Subject: Re: vnode locking in coda_lookup
To: None <tech-kern@netbsd.org>
From: Greg Troxel <gdt@ir.bbn.com>
List: tech-kern
Date: 04/05/2007 13:27:12
  > Thanks - I do follow that we need to have an order to avoid deadlocks,
  > and what our order is.  What's not 100% clear in my head is the exact
  > relationship between the interlock and the vnode lock, which has to be
  > held for each possible operation, and mostly what can happen after vref
  > but without holding the vnode lock.

  Interlock is fine. You don't take other locks while holding the interlock. 
  You at most trade the interlock on a vnode for the lock on said vnode. And 
  the loking code handles this correctly.

So is this right?

  interlock protects
    access to vnode lock
    reference counts

  vnode lock protects
    all other changes to vnode contents

So, when holding vnode locks, one can be assured of no changes, and do
multi-step operations which might temporarily violate invariants.

When holding a reference, one can be sure that the vnode will continue
to exist, but not that it won't be revoked.

  > Without LK_RETRY, and maybe even with, the caller has to check the
  > vn_lock return value and do something.  In vfs_lookup, if we fail to
  > lock the child, we can return an error.  But, since we have a vref at
  > this point, it seems this should never happen, so maybe it should be a
  > panic.

  It's unlikely at the moment. If you have a ref, the one thing that could 
  happen is a VOP_REVOKE(), but I don't think you can do that on a 
  directory.

  Oh, the one other thing that might happen some day is that we add code to 
  handle forcible file system unmount. In such a case, we would probably 
  want to revoke all the vnodes. So you could have a reference on something 
  then have it die on you.

OK, I will try printf of case (since odd enough to be interesting) and
error return and see if it happens.

Reading vfs_lookup, I see LK_RETRY all over the place, along with
failure to check vn_lock return values.  Not saying that argues for it
being correct in coda_lookup, but it seems there's a lot of LK_RETRY
trouble about.

  > In the case of relocking the parent, we also have a vref (or rather our
  > caller must), so can that ever reasonably fail?  Should I panic if
  > vn_lock (w/o LK_RETRY) fails?

  Don't panic. Return an error.
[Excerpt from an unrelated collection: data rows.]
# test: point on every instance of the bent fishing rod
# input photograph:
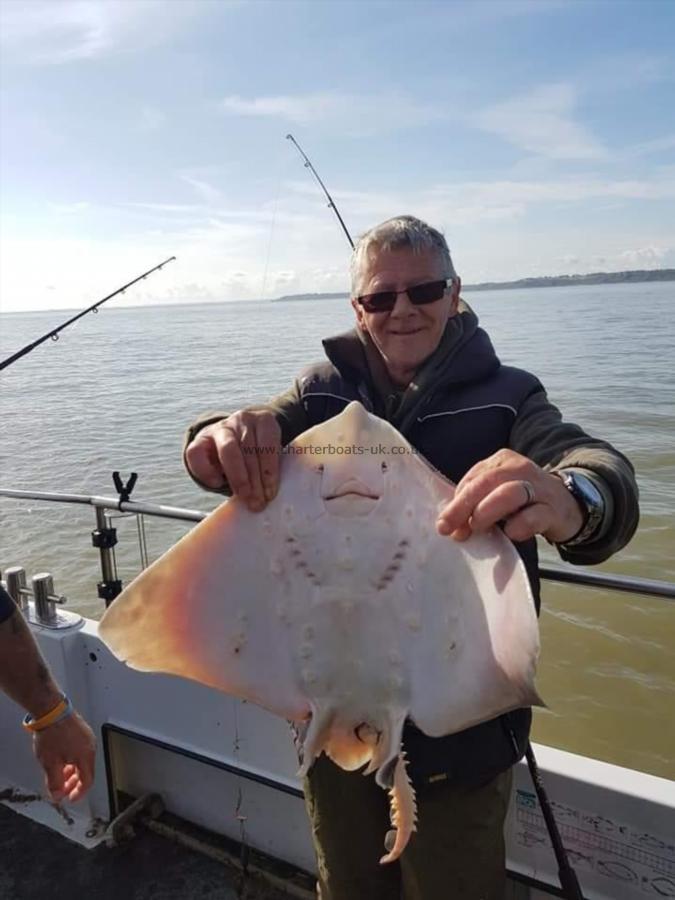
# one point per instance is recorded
(331, 202)
(54, 333)
(568, 878)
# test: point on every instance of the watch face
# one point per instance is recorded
(587, 492)
(590, 499)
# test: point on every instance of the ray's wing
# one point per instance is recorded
(205, 610)
(475, 654)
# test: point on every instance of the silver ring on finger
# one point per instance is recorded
(531, 496)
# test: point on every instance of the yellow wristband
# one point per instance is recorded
(31, 724)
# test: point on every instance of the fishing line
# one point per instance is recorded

This case (".." lookup) is why I added 
  PDIRUNLOCK. I am not sure if chuq removed it.

PDIRUNLOCK appears to have been removed in a commit
kere/vfs_lookup.c:1.73 by chs on 2006/12/09.

I don't understand how coda_lookup can handle not being able to relock
the parent (without panicing, which I realize isn't exactly "handle").

-- 
    Greg Troxel <gdt@ir.bbn.com>